Your pet pug is itching and scratching. Your pet Siamese is caterwauling, giving you the evil eye. Even your pet gerbil’s ailing. But you don’t want to make a run to the pet store or pop in on your vet to get medicines for what could be everyday pet ailments. Or you want something on hand that will lessen the pain while you’re bundling up your pet to take to the vet (where you will drop at least $100).
But if you listen to Dr. Patty Khuly, you don’t have to leave home to help fix what ails your pets, if you have the right ingredients on hand for home remedies. In her “Fully Vetted” blog, the good doctor recommends her favorites.
And they sound pretty good. Here’s a summary of what they are.
- Epsom salts. If you pet has a wound or a swelling, and doesn’t mind wet stuff being swabbed on, Epsom salt soaks and hot packs are good and soothing. But this remedy is usually in addition to antibiotics and/or surgery, says Khuly.
- Chamomile tea. No, it’s not just for humans. It’s good for some skin ailments by killing yeast and bacteria, plus it’s soothing to the skin. Make a strong tea, put it in a spray bottle, leave it in the fridge overnight and then spray it, when needed, onto the irritated skin.
- Petroleum jelly. This is great for cats with hair balls or constipation. Put some on the cat’s paw; the cat’ll lick it, thereby ingesting it, and it’ll smooth the way of the contents of the cat’s intestines.
- Canned pumpkin. Cats and dogs with constipation or diarrhea will love this bright-orange mush. Feed it to the pets, and mild symptoms might disappear. For more severe, prolonged symptoms, take the pet to the vet, of course.
- Borax powder. Anti-flea medicines are a valued part of the war against fleas. But borax is a great supplementary weapon that’s almost non-toxic. Here’s what you do: Sprinkle powder on floors; the crystals will slay the offending fleas in a borax blitzkrieg.
- Oatmeal.
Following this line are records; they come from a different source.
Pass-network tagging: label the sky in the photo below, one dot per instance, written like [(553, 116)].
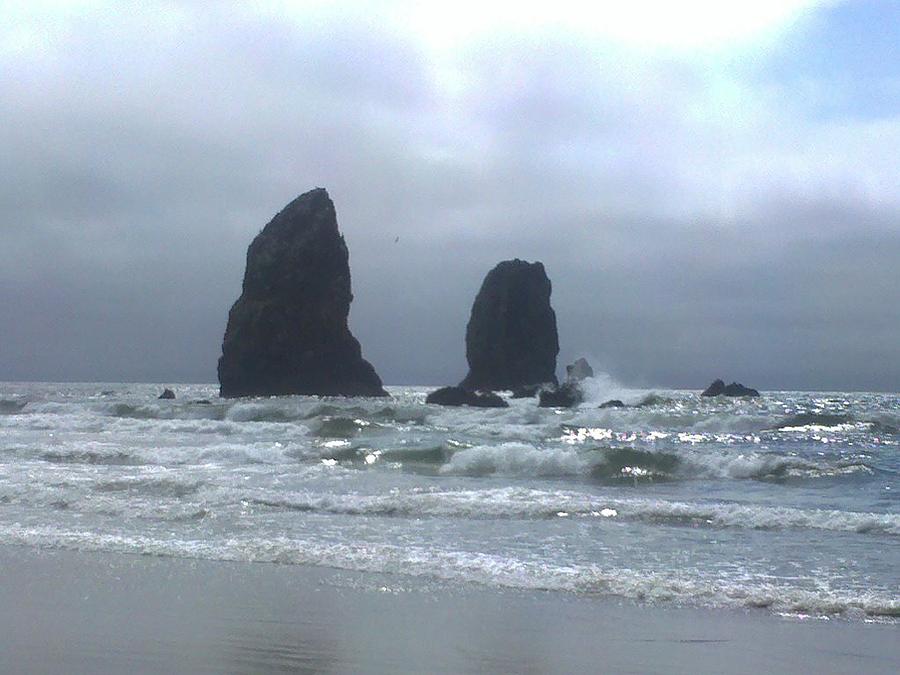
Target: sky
[(712, 186)]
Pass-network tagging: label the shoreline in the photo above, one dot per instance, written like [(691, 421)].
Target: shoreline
[(94, 612)]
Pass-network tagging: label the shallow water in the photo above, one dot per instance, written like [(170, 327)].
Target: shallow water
[(788, 502)]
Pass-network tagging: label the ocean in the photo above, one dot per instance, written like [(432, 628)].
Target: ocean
[(789, 503)]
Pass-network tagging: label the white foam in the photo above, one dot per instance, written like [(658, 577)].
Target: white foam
[(484, 568)]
This grain in the form of baby oatmeal cereal is good to add to a warm-water bath for a relaxing soak for pets with skin allergies, infections or just itches. This is assuming, of course, that your pet doesn’t flee at the sight of a water bath.
- Hydrogen peroxide, baking soda. This gets rid of (yikes!) anal gland odors. The recipe: 4 cups hydrogen peroxide and 1/3 cup baking soda and a couple of drops of dishwashing liquid; mix together and put in a spray bottle, where it can be ready for action. Stinky pet backsides beware — a couple of sprays and say bye to the stink.
Ask your vet before you use these home remedies, says Khuly. And if symptoms look suspicious or last too long, make sure you consult the vet.